2. Zusammenarbeit im Rahmen der Risikoanalyse, von Präventions- und Abhilfemaßnahmen sowie des LkSG-Beschwerdeverfahrens
Aufzeigen der Grenzen einer angemessenen Risikoanalyse gegenüber KMU unter Berücksichtigung des Schutzes von Daten und Geschäftsgeheimnissen von kleinen und mittelständischen Unternehmen. Außerdem werden Strategien zur Sicherstellung der LkSG-Compliance und zur Vermeidung übermäßiger Haftungsrisiken im Rahmen von Präventions- und Abhilfemaßnahmen skizziert.
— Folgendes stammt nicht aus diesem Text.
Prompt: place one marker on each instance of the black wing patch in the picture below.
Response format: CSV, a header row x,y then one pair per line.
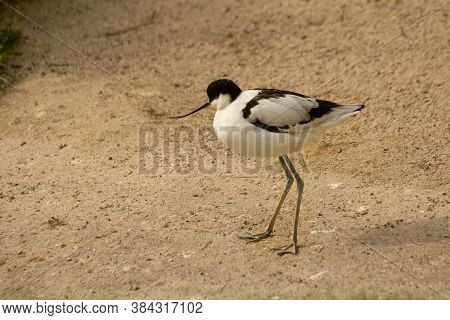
x,y
267,94
324,107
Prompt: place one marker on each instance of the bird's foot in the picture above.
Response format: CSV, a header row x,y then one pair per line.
x,y
256,237
289,249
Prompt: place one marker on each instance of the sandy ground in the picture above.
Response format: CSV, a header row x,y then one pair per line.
x,y
102,198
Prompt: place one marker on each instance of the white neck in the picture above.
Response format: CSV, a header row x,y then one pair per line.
x,y
222,101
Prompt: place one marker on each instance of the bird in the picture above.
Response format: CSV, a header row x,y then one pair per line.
x,y
271,123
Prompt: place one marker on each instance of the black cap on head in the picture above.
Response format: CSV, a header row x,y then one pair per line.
x,y
224,86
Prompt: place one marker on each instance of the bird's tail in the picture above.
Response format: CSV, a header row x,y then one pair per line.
x,y
338,114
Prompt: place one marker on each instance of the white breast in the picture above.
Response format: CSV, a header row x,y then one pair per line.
x,y
243,137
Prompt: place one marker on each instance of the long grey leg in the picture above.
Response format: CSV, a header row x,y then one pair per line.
x,y
269,230
293,247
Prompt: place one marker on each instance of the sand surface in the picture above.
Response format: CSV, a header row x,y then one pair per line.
x,y
101,196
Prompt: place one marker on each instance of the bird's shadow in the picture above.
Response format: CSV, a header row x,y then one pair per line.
x,y
401,232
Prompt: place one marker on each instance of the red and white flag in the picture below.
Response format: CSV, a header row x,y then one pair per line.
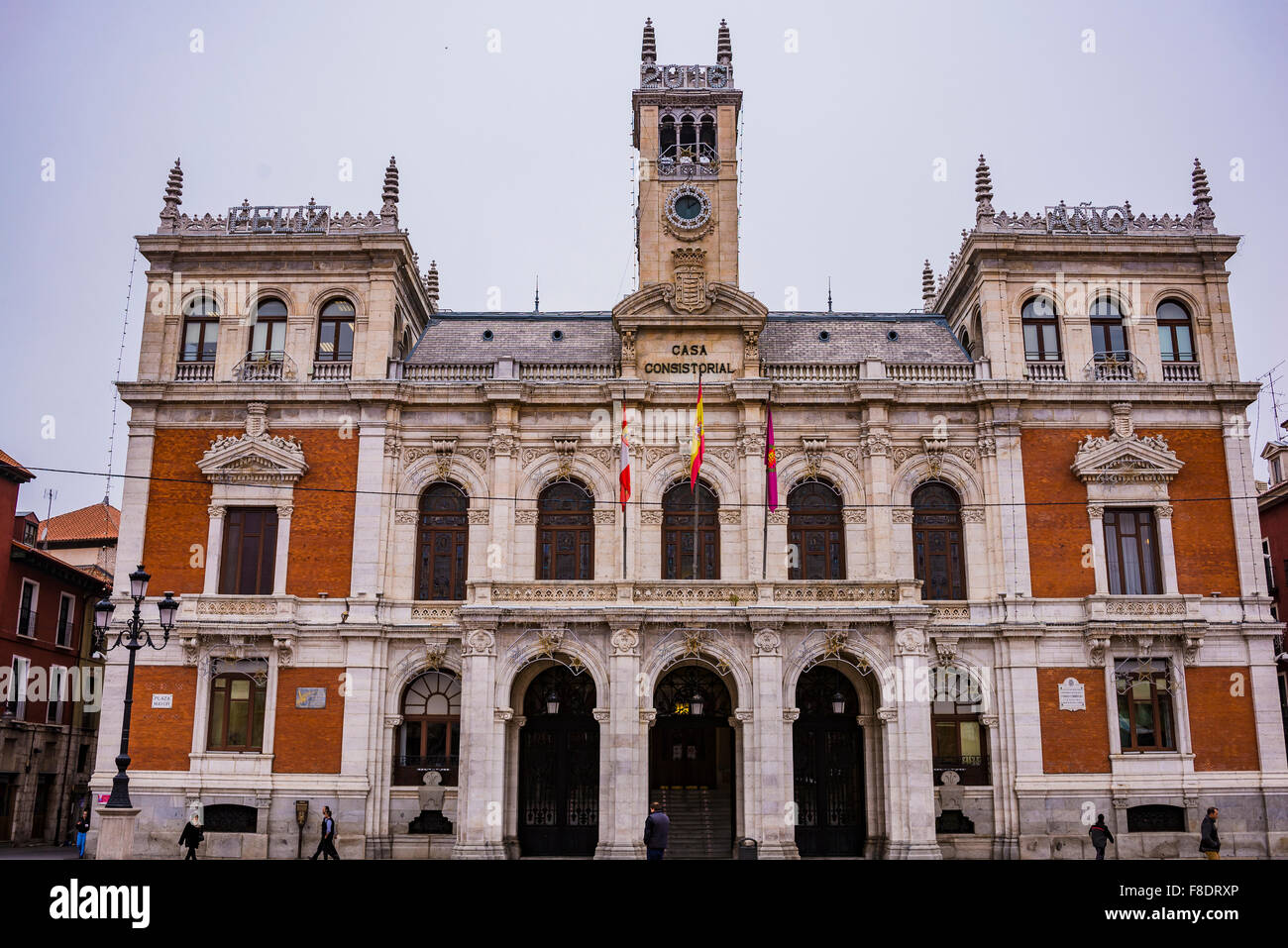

Darüber hinaus werden Strategien für KMU zur Wahrung ihrer Interessen im Rahmen des LkSG-Beschwerdeverfahrens erläutert.
3. Praxistipps für Verpflichtungs- und Weitergabe-Klauseln
Erläuterung zulässiger und unzulässiger Klauseln nach deutschem AGB-Recht und den BAFA-Handreichungen. Außerdem wird er praktische Tipps für Strategien zum Schutz der Interessen von KMU bei der Vertragsverhandlung und -gestaltung enthalten.
4. Fazit
Ziel des Leitfadens ist es, das Standard-Nachschlagewerk im Rahmen der LkSG-Pflichten für KMU zu werden, um die komplexen Anforderungen des LkSG effektiv zu bewältigen. Er bietet nicht nur einen umfassenden Überblick über die relevanten Standards und Anforderungen des LkSG, sondern auch praktische Hilfestellungen und Strategien, die KMU dabei unterstützen, ihre Position in Vertragsverhandlungen zu stärken und ihre rechtlichen Pflichten effizient zu erfüllen.